Canine parvovirus, like other viruses, is a tiny infectious agent that is too small to be seen with most microscopes. It infects domestic dogs and wild canines such as coyotes and foxes. A new strain of parvovirus can also affect domestic cats. The virus, which is spread in huge amounts in the feces of infected animals, is extremely tough, and can live for longer than one year in the soil. Puppies become infected by ingesting virus particles. Ingestion may occur as part of normal grooming behaviors, such as when a pet licks its paws or fur.
After the virus enters the body, it attacks the bone marrow and intestines. It kills cells of the immune system, making it difficult for the body to fight infection. It also damages the intestinal lining, making the intestines unable to absorb fluids or nutrients. It damages the barrier between the intestines and bloodstream, allowing bacteria to enter the blood, which can result in fatal sepsis. It causes vomiting and diarrhea which lead to dehydration so severe that death may occur.
A drug to kill the virus does not exist; the puppy’s own immune system must eliminate it from the body. Treatment serves to support the weakened body until it is able to clear the infection on its own.
Supportive care includes IV fluid therapy to correct dehydration and IV antibiotics to combat secondary bacterial infection. Nausea and vomiting are controlled with injectable medications. Monitoring of blood cell count, electrolytes, hydration status, blood sugar, and plasma protein help to determine whether additional medications are needed. Treatment may take from two days to over a week. Even with optimal treatment, only about 75 percent of affected puppies survive.
You should consult with your veterinarian if your puppy has any vomiting or diarrhea. Survival chances improve if the disease is diagnosed and treated early, so parvo testing may be recommended if your puppy has early or mild symptoms. A table-top test that detects virus in the stool is most commonly used for diagnosis.

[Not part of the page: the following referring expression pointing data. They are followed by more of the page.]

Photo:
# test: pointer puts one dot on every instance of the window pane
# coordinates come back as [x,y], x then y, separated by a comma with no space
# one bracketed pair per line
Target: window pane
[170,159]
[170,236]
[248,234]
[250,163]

Vaccination is very effective at preventing canine parvovirus infection. Vaccination stimulates the immune system to fight off the virus before it has a chance to infect the body. Starting at six to eight weeks of age, puppies should be vaccinated every three weeks until they are 16 weeks old. Until a puppy has been fully vaccinated, it should not be taken to public places, since there may be a heavy load of the virus in the environment.
Dogs should be re-vaccinated every one to three years after receiving initial vaccines. Breed and lifestyle can affect susceptibility to the disease, so your veterinarian will tailor your pet’s vaccination schedule accordingly.